Post Propagation Direction is behaving in a way that's confusing to me. I think it's a bug, but maybe I'm misunderstanding it :-)

I don't wish to have group posts propagated in either direction, so I set Post Propagation Direction = none.

This has the side effect of causing the module to ignore the Parents setting when I create a subgroup.

Setting Post Propagation Direction = "Up the tree" allows the Parent setting to be saved.
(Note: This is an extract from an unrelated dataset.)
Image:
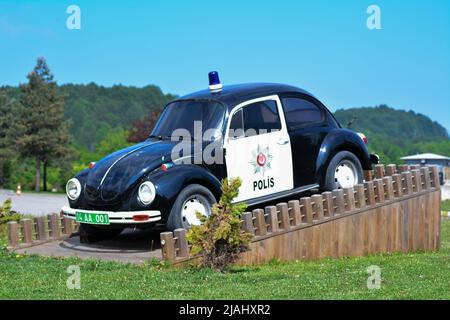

I did some digging around ... hopefully I'm not about to make a fool of myself:

In hook_nodeapi in V2.0, the parents of a subgroup were saved with:
   og_subgroups_save_parents($node->nid, $node->parents);

In 3.0-dev, it appears to be saved with:
   og_subgroups_save_family($node, variable_get('og_subgroups_prop_type', 'none'));

In function og_subgroups_save_family there's the following:

<?php
   if ($family_type == 'none') {
    return FALSE;
  } 
?>

I think some logic needs to be added to distinguish between group content nodes and subgroup nodes.

Thanks!

CommentFileSizeAuthor
#2 218747.patch2.37 KBezra-g

Comments

dale42’s picture

Title: Confusion around Post Propagation Direction » Parent not Saved when Post Propagation Direction set to None

Gave issue a better title

ezra-g’s picture

Status: Active » Needs review
StatusFileSize
new2.37 KB

Thanks for the troubleshooting, torelad! This patch could use some testing. I removed the

   if ($family_type == 'none') {
    return FALSE;
  }

from og_subgroups_save_family() and added a check in og_subgroups_get_family() to skip parent\child propagation when propagation direction is set to 'none' .

Propagation of og homepage nodes and non-og homepage nodes worked as desired for me with propagation set to 'none' and when set to 'parents' with these changes.

ezra-g’s picture

Assigned: Unassigned » ezra-g
Status: Needs review » Fixed

Fixed in 5.x.3.0 . Thanks to torelad for initial troubleshooting!

ezra-g’s picture

This was Commit #103127 .

Anonymous’s picture

Status: Fixed » Closed (fixed)

Automatically closed -- issue fixed for two weeks with no activity.